The app declares what permissions exist. Platform administrators then assign these permissions to roles through the standard role management interface. Users with those roles will have the corresponding access when using the app.

install_permissions

Type string[]
Required No

List of platform permissions the install and uninstall scripts are allowed to use. Before a user installs the app, they are shown a consent screen listing exactly these permissions — similar to an OAuth scope screen. The script runs with a token scoped to only these permissions and cannot act outside of them.

If omitted, the install script still executes but receives a token with no permissions. Any call to a Protokol API that requires authorization will fail — the script can only perform work that does not depend on platform API access.

install_permissions: [
    "manage base_components",
    "manage integrations",
]

runtime_permissions

Type string[]
Required No

List of platform permissions the app's UI is allowed to use at runtime. When a user launches the app, it receives a scoped token that is limited to the intersection of what is declared here and the permissions the launching user actually holds. The app can never act beyond what the current user is allowed to do.

If a user only has documents:read, the token will only contain documents:read even if the app declared both documents:read and documents:write. The app should handle this gracefully by checking what the token contains and hiding or disabling functionality the user cannot access.

If omitted, the app's UI receives no platform permissions at runtime.

runtime_permissions: [
    "documents:read",
    "documents:write",
]

entitlements

Type string[]
Required No

List of platform permissions that are unconditionally added to the app's runtime token, regardless of the launching user's own roles. Unlike runtime_permissions, entitlements bypass the user-intersection step — the app always receives these permissions when it starts.

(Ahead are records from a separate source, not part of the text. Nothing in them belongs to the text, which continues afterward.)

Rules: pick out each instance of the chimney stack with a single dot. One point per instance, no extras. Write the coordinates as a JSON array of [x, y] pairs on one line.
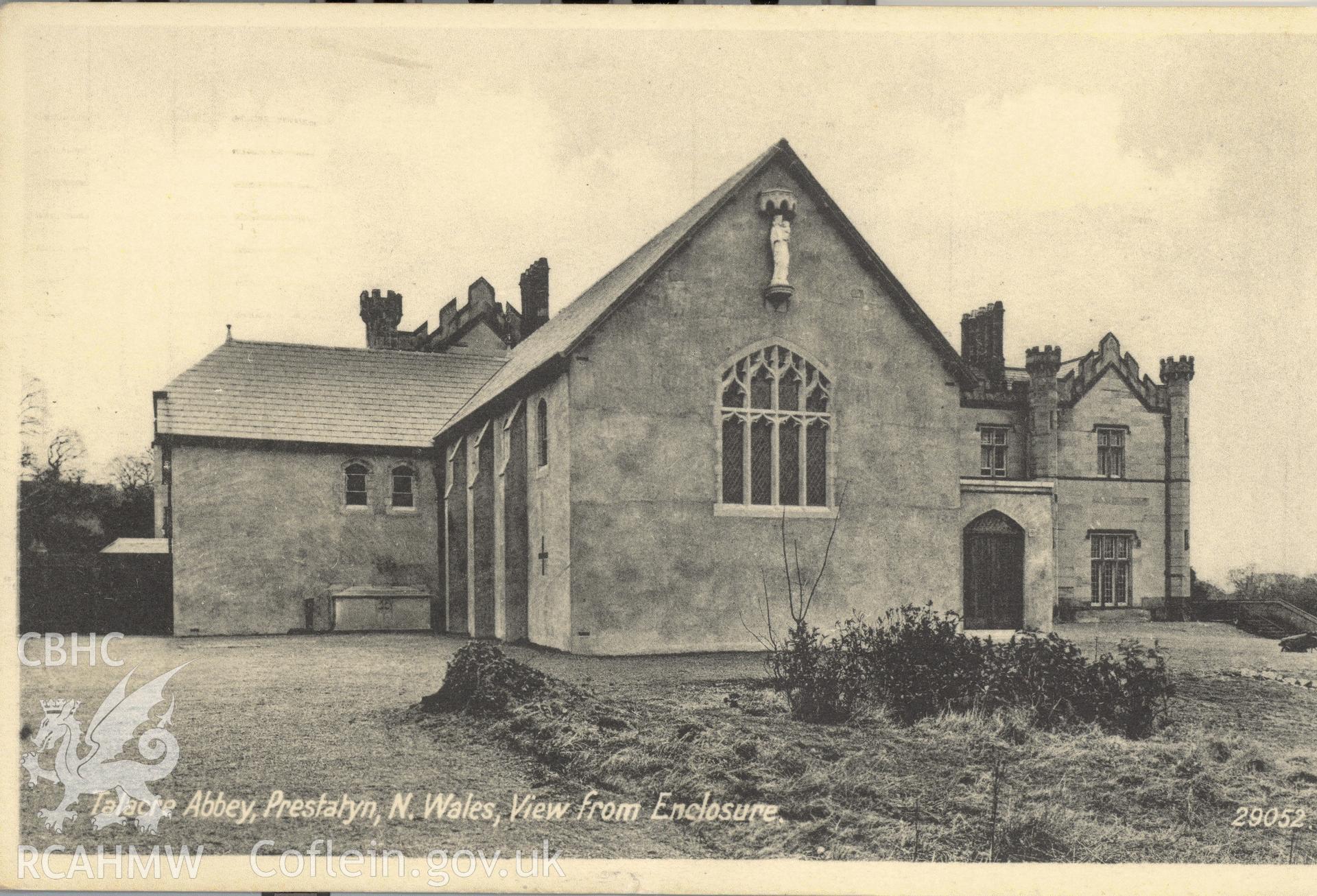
[[535, 297], [381, 314], [982, 333], [1043, 364]]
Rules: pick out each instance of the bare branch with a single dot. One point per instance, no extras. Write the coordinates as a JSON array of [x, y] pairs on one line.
[[827, 550]]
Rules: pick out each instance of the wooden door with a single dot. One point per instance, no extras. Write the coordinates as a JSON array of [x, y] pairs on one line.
[[993, 574]]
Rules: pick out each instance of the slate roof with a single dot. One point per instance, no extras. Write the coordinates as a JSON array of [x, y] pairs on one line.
[[322, 394], [565, 330]]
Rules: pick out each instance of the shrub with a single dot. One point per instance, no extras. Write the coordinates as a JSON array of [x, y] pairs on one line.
[[818, 675], [918, 663], [482, 680]]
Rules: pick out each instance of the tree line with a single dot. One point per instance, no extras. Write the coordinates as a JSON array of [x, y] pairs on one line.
[[60, 510]]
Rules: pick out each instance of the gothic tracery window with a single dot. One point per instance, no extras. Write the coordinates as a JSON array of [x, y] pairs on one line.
[[776, 419]]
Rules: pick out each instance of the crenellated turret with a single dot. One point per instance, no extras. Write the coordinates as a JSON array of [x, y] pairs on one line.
[[1176, 376], [1042, 365]]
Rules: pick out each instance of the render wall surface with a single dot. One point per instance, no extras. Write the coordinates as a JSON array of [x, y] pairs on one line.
[[256, 531], [1089, 502], [549, 518], [482, 567], [652, 567]]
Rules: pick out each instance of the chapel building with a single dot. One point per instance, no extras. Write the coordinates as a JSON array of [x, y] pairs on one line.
[[614, 479]]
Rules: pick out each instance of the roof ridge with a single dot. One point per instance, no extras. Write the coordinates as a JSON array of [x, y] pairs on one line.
[[375, 352]]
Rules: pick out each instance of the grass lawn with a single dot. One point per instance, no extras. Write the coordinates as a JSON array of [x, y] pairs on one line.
[[307, 716], [333, 714]]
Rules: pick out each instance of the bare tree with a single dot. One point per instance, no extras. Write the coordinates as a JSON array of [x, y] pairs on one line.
[[33, 416], [65, 455], [800, 591], [133, 471]]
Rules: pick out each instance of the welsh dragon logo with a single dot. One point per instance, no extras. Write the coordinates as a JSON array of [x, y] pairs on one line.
[[100, 770]]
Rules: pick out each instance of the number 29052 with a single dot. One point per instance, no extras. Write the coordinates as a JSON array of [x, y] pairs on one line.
[[1270, 817]]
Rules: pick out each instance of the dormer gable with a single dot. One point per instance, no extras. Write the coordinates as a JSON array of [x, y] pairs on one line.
[[1079, 376]]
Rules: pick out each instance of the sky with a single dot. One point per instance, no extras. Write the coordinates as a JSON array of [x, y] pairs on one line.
[[1161, 186]]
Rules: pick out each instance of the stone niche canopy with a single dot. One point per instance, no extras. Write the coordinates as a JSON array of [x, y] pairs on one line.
[[777, 204]]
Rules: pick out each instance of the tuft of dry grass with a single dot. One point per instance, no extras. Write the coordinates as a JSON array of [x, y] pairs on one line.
[[877, 790]]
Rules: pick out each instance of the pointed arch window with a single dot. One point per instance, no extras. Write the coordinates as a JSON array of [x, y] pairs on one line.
[[356, 493], [542, 432], [774, 413], [403, 492]]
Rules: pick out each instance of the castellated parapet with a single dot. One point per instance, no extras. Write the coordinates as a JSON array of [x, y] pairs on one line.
[[1043, 362], [1179, 370]]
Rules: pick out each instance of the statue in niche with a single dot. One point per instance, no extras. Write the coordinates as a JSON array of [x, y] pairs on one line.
[[779, 237]]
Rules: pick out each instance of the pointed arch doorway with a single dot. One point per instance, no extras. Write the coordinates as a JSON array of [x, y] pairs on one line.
[[993, 572]]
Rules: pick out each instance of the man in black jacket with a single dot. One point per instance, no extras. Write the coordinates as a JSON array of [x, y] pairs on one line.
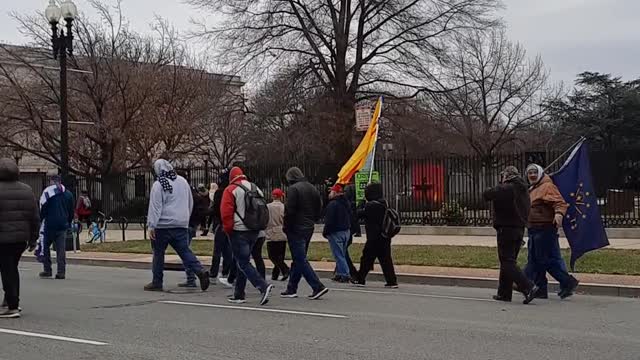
[[511, 209], [376, 246], [302, 209], [19, 229]]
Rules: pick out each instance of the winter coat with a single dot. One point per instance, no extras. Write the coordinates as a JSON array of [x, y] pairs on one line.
[[510, 203], [276, 220], [337, 216], [19, 218], [304, 204], [373, 212], [232, 209], [546, 202]]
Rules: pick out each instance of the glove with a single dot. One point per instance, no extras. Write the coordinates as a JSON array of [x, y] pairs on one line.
[[558, 220]]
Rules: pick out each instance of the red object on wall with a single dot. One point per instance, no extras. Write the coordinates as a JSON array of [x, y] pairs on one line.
[[428, 183]]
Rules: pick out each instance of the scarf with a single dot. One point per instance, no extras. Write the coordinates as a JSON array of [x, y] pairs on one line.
[[42, 242]]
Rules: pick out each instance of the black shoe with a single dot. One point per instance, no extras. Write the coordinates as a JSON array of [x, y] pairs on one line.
[[530, 295], [152, 287], [288, 295], [565, 293], [204, 280], [318, 294], [188, 285], [10, 314], [266, 294]]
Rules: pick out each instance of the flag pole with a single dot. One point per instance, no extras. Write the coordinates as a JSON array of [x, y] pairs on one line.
[[582, 139], [375, 144]]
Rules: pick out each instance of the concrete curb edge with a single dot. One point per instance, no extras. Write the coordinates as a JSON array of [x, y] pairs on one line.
[[415, 279]]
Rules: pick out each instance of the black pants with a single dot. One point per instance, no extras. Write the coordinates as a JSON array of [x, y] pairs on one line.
[[276, 251], [509, 243], [10, 255], [377, 248], [256, 255]]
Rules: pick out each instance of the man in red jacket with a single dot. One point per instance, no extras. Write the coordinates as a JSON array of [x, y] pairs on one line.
[[232, 211]]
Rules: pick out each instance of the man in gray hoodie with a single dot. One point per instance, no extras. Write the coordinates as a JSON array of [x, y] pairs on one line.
[[170, 206]]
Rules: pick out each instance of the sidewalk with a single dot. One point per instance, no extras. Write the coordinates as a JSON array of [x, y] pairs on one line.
[[489, 241], [596, 284]]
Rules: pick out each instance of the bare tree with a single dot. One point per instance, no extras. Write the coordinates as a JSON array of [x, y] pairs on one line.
[[353, 48], [497, 92]]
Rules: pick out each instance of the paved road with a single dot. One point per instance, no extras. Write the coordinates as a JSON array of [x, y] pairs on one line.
[[107, 305], [490, 241]]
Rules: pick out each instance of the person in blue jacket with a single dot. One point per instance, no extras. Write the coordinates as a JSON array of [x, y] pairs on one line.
[[337, 229]]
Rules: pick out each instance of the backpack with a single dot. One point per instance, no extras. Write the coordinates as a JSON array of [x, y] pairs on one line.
[[256, 212], [390, 223]]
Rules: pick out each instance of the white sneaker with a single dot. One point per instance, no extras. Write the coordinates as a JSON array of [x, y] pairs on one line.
[[225, 283]]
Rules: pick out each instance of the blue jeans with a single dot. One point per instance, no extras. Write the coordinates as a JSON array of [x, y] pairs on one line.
[[545, 256], [178, 238], [58, 239], [300, 267], [338, 242], [242, 242]]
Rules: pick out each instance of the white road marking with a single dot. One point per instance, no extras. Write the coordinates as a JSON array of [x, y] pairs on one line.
[[413, 294], [280, 311], [52, 337]]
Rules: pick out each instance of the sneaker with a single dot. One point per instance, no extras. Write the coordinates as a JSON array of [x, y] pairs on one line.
[[204, 280], [570, 290], [188, 284], [10, 314], [530, 295], [266, 294], [318, 294], [225, 283], [152, 287], [288, 295], [235, 300]]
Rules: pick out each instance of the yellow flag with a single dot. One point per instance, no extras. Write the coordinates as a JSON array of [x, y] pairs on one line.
[[368, 143]]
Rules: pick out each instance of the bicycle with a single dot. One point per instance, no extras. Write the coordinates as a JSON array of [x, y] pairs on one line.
[[98, 229]]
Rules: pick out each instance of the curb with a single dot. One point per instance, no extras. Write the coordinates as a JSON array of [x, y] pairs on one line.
[[414, 279]]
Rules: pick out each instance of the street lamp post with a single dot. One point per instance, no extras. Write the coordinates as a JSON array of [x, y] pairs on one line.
[[62, 45]]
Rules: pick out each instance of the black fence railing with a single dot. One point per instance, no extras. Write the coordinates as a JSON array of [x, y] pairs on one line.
[[427, 191]]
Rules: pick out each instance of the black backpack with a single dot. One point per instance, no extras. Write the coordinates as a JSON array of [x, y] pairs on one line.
[[390, 223], [256, 212]]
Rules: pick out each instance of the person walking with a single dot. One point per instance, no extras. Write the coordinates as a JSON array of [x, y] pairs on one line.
[[170, 206], [238, 203], [376, 246], [19, 230], [510, 213], [545, 217], [337, 226], [302, 210], [57, 213], [221, 246], [276, 239]]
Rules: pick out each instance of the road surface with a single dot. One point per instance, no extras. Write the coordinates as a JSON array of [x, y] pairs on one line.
[[102, 313]]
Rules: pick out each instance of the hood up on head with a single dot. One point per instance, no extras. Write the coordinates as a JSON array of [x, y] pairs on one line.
[[373, 192], [294, 175], [540, 172], [236, 174], [9, 170], [162, 165]]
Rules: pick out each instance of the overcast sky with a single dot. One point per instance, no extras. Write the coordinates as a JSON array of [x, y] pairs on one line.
[[571, 35]]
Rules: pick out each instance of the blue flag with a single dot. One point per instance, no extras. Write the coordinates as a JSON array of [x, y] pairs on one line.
[[582, 224]]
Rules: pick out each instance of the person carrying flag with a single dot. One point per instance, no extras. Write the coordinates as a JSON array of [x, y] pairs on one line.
[[548, 209]]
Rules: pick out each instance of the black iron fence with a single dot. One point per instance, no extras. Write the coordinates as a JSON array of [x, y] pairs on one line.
[[428, 191]]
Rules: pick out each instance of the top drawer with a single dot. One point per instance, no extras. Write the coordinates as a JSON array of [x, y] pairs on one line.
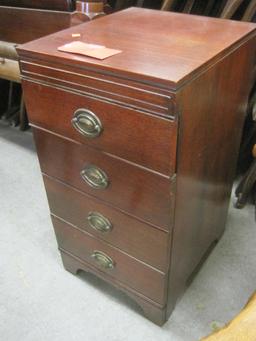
[[132, 135]]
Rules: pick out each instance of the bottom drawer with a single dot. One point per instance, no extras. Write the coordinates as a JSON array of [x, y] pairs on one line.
[[137, 275]]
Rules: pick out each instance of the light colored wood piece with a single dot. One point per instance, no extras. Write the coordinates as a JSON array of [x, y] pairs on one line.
[[242, 327]]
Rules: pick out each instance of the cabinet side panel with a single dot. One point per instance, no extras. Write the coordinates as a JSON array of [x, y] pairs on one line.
[[212, 111]]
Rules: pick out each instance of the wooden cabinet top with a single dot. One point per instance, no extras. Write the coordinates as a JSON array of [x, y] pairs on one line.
[[158, 47]]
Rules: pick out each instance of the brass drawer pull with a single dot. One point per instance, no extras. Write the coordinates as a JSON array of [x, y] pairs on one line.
[[98, 222], [87, 123], [95, 177], [103, 260]]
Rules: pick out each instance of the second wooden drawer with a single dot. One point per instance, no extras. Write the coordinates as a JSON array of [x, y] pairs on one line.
[[140, 193]]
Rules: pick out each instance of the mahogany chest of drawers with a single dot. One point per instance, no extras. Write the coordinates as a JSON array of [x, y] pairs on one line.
[[138, 151]]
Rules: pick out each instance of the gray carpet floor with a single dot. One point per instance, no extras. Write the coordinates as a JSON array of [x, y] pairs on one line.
[[41, 301]]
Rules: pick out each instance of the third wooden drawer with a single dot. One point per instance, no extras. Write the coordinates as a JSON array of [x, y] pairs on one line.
[[139, 192], [138, 239]]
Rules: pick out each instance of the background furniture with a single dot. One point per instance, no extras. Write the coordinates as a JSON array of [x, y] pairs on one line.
[[138, 151], [26, 20]]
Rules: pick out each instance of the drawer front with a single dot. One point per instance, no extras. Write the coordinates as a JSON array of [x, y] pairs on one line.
[[132, 135], [140, 240], [116, 264], [136, 191]]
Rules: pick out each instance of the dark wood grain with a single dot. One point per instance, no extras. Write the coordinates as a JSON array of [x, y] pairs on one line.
[[151, 309], [127, 269], [205, 76], [161, 59], [207, 162], [127, 133], [139, 192], [128, 234]]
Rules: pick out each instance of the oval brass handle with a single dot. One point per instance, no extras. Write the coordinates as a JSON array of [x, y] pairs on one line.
[[87, 123], [98, 222], [103, 260], [95, 177]]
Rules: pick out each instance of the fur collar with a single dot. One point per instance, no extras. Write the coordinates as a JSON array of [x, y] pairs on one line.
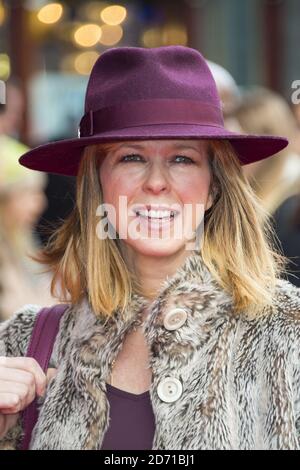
[[203, 355]]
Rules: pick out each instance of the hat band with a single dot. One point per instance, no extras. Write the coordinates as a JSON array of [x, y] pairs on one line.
[[149, 112]]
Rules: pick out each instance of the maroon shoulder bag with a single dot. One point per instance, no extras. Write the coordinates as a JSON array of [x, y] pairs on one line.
[[40, 348]]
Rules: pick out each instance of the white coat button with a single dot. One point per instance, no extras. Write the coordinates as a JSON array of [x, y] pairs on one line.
[[169, 389], [175, 318]]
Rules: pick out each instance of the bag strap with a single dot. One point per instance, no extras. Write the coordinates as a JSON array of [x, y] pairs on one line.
[[40, 348]]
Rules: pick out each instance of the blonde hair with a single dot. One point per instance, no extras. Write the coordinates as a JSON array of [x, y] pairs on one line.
[[237, 246]]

Use entitlements for capabilities the app always needs to function correctly, independent of who is using it. Typical examples include service-level read access, event publishing permissions, or internal API scopes that are not tied to individual user roles.

entitlements: [
    "documents:delete",
    "documents:archive",
]

Entitlements bypass user permission checks

Because entitlements are merged unconditionally, they should only be used for permissions the app genuinely requires to operate — not to grant elevated access to the end user. An entitlement allows the app to call an API, but the platform's resource-level access control still governs what data is actually accessible.

Combined limit

The total count of runtime_permissions and entitlements combined must not exceed 100 entries. This limit is enforced during bundle upload and installation.


Bundle Output

After building, the app is packaged as a .tar.gz bundle with the following structure:

my-app/
├── manifest.json          # Generated from the manifest — name, version, label, icon, permissions, scripts
├── main.bundle.js         # Compiled main view entry point (ES module)
├── main.css               # Compiled styles (if any)
└── scripts/               # Compiled lifecycle scripts (if defined)
    ├── install.js
    └── uninstall.js

The manifest.json in the bundle contains the serialized metadata (name, version, label, icon, permissions, script paths) while the build artifacts are the compiled output from the source paths defined in the manifest.